Yale University and Mayo Clinic received a grant for up to $5.3 million over two years by the U.S. Food and Drug Administration to study opioid prescription and use, according to a July press release.

The study will be carried out by the Center of Excellence in Regulatory Science and Innovation, a joint effort between Yale, Mayo Clinic and the FDA. The research will be conducted in collaboration with Regional Health of Rapid City, South Dakota and the University of Alabama at Birmingham.

“We hope that the data we generate with the study can inform future interventions by the government and other agencies to mitigate the risks associated with opioid use,” said Joseph Ross, professor of medicine and public health at Yale and principal investigator of the study.

The study aims to understand how patients use opioids in the real world by gathering data about their use of prescribed opioids to manage acute pain; how they experience pain and respond to opioids; and how they dispose of these medications after use. The study will enroll 1,200 patients who will be followed for 180 days.

“As part of the FDA’s ongoing efforts to advance our public health goals, confront the opioid crisis and help support appropriate clinical practice, it’s important that objective, evidence-based prescribing guidelines are developed to help assure the proper use of opioid analgesics for the treatment of acute pain in appropriate patients,” said Janet Woodcock, director of the FDA’s Center for Drug Evaluation and Research, in a Yale press release published on July 30.

Using a novel patient-centered health data sharing platform, Hugo, the study will collect responses from participants through questionnaires.
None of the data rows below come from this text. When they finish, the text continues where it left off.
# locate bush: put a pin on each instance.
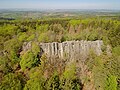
(29, 60)
(10, 82)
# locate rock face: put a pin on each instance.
(72, 50)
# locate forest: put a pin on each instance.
(30, 71)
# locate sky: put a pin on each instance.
(60, 4)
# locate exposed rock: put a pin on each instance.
(72, 50)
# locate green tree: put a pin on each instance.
(10, 82)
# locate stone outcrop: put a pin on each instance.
(71, 50)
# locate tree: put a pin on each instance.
(10, 82)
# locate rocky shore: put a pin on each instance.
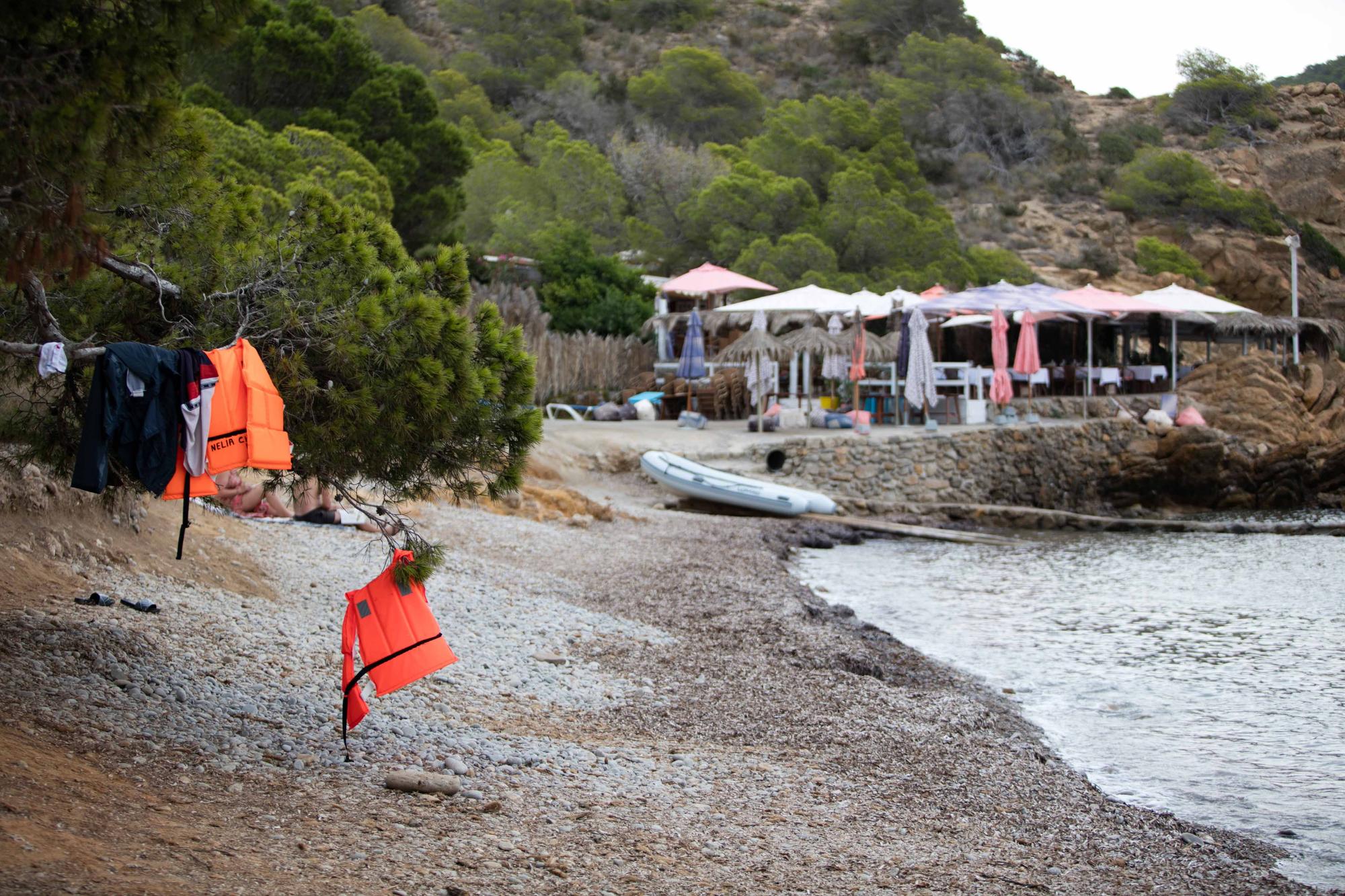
(644, 705)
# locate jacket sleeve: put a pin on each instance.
(91, 471)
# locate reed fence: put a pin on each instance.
(567, 362)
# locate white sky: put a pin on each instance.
(1136, 45)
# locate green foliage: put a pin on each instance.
(393, 41)
(747, 204)
(466, 106)
(387, 378)
(305, 67)
(588, 292)
(1116, 149)
(1100, 259)
(1215, 92)
(1155, 256)
(1332, 72)
(957, 97)
(666, 15)
(513, 197)
(1175, 185)
(298, 157)
(89, 88)
(794, 260)
(1118, 145)
(816, 139)
(874, 30)
(993, 266)
(661, 177)
(514, 45)
(695, 95)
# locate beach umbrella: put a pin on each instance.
(692, 364)
(712, 280)
(1027, 361)
(857, 356)
(836, 366)
(757, 348)
(1001, 388)
(813, 341)
(921, 392)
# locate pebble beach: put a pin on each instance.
(646, 705)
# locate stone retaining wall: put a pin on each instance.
(1056, 466)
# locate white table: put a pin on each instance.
(1105, 376)
(1149, 373)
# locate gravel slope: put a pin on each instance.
(714, 727)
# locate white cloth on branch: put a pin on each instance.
(52, 360)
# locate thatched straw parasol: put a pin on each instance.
(813, 341)
(1254, 326)
(754, 346)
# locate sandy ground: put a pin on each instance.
(712, 727)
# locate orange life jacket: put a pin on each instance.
(400, 642)
(247, 421)
(247, 427)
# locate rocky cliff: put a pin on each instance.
(1301, 166)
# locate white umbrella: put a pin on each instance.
(921, 388)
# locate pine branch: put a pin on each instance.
(142, 275)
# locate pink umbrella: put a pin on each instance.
(1027, 361)
(1001, 388)
(857, 372)
(714, 279)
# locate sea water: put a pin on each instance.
(1192, 673)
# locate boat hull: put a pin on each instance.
(697, 481)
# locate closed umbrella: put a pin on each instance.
(1001, 388)
(836, 366)
(921, 391)
(857, 354)
(758, 346)
(692, 364)
(1027, 361)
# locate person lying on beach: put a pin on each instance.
(317, 505)
(249, 501)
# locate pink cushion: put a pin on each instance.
(1190, 417)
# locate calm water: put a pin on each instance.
(1200, 674)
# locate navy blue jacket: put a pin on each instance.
(141, 432)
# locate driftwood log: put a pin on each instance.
(423, 782)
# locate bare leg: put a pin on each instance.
(248, 501)
(278, 506)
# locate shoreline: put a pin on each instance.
(715, 725)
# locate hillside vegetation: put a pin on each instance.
(849, 143)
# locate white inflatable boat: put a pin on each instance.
(697, 481)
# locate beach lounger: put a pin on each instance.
(579, 413)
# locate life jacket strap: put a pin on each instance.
(186, 510)
(345, 698)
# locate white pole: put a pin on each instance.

Additionally, patients will use their patient portal accounts to connect their electronic medical records and pharmacy data when possible.

Patients will also use personal digital devices to gather additional insights into their activity and sleep patterns during the study period. At the end of the study, the Center will collect data on what patients did with their unused opioids.

“This will help us find answers to important public health questions, such as what happens when patients continue to have pain but run out of pills? Or, what happens when they finish having pain but still have prescription left over?” Ross said.

The study arose after the congressional SUPPORT Act required the FDA to generate a database of real-world opioid users to better understand the risks associated with opioid pain treatment and the risk factors associated with long-term use.

Ross added that the project will bring together researchers from various departments at the Yale School of Medicine, including the departments of internal medicine and emergency medicine.

“We are one of the four Centers of Excellence funded by the FDA when they have outstanding questions or concerns and need data and scholarship to address them,” he explained.

The other Centers are based at Johns Hopkins, University of Birmingham and University of California at San Francisco in a joint project with Stanford.

According to the National Institute on Drug Abuse, roughly 21 to 29 percent of patients prescribed opioids for chronic pain misuse them.